Tag Archives: Emily O’Neill

Our 2015 Best of the Net Nominees Are…

Our nominations for the 2015 Best of the Net anthology, which honors literary work that originally appeared on the internet between 7/1/2014 & 6/30/2015, are:

“ARG” – Anthony Michael Morena (short fiction)
“Street Music” – Emily O’Neill (poetry)
“Invocation: Joan of Arc Reads the Crowd” – Jennifer MacBain-Stephens (poetry)
“9 lessons in witchcraft” – Danielle Perry (poetry)
“The Rud Yard” – Vajra Chandrasekera (short fiction)

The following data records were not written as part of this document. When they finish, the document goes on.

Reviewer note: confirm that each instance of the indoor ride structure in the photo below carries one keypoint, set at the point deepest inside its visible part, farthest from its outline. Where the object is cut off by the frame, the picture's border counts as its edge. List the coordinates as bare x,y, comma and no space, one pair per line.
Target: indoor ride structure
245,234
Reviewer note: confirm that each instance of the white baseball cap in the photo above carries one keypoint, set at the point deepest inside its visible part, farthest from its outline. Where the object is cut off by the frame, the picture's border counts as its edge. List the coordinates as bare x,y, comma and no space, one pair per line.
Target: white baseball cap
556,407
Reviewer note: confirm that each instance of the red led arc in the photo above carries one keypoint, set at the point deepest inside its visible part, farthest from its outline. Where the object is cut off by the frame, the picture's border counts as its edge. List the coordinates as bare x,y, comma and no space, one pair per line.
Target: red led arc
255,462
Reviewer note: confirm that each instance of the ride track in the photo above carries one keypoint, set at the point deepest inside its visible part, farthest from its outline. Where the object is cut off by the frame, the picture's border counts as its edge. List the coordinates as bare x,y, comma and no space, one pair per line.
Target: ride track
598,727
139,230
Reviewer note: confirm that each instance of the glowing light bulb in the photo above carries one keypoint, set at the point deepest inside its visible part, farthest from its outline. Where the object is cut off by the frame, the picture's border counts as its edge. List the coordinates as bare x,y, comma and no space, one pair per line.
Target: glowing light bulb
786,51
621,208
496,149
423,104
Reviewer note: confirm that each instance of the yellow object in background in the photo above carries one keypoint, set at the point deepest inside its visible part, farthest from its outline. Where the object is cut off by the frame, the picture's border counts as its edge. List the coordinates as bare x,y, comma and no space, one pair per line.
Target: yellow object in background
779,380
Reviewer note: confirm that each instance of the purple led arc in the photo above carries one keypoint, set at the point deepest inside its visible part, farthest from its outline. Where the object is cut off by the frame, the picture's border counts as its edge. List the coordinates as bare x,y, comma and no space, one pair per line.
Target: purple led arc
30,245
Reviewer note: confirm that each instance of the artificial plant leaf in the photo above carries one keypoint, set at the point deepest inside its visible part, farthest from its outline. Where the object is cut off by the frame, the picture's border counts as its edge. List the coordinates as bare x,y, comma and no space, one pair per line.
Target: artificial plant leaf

Congratulations & best of luck to all our nominees, as well as our eternal gratitude for contributing their amazing work to our weird little zine.

FLAPPERHOUSE : Year One

Coming soon in soft, pulpy paperback.
Stay tuned…FY1F&BCs

 

Outside the Flapperhouse – 12.30.2014

As 2014 has been careening through its homestretch, our Flappers have been even more prolific than usual, getting their work published across the internet like there won’t be a 2015.

Jeff Laughlin shared some things he’s learned this year in “The Year I Didn’t Belong” over at Triad City Beat.

Mari Ness’ “Offgrid” popped up at Three-Lobed Burning Eye.

Dusty Wallace’s “Flight of the Lonely” went up at Acidic Fiction.

Samantha Eliot Stier’s “Plugs” was inserted into The Writing Disorder.

Juliet Cook & j/j hastain collaborated on “Clots Push Over the Edge” for the latest issue of Stirring.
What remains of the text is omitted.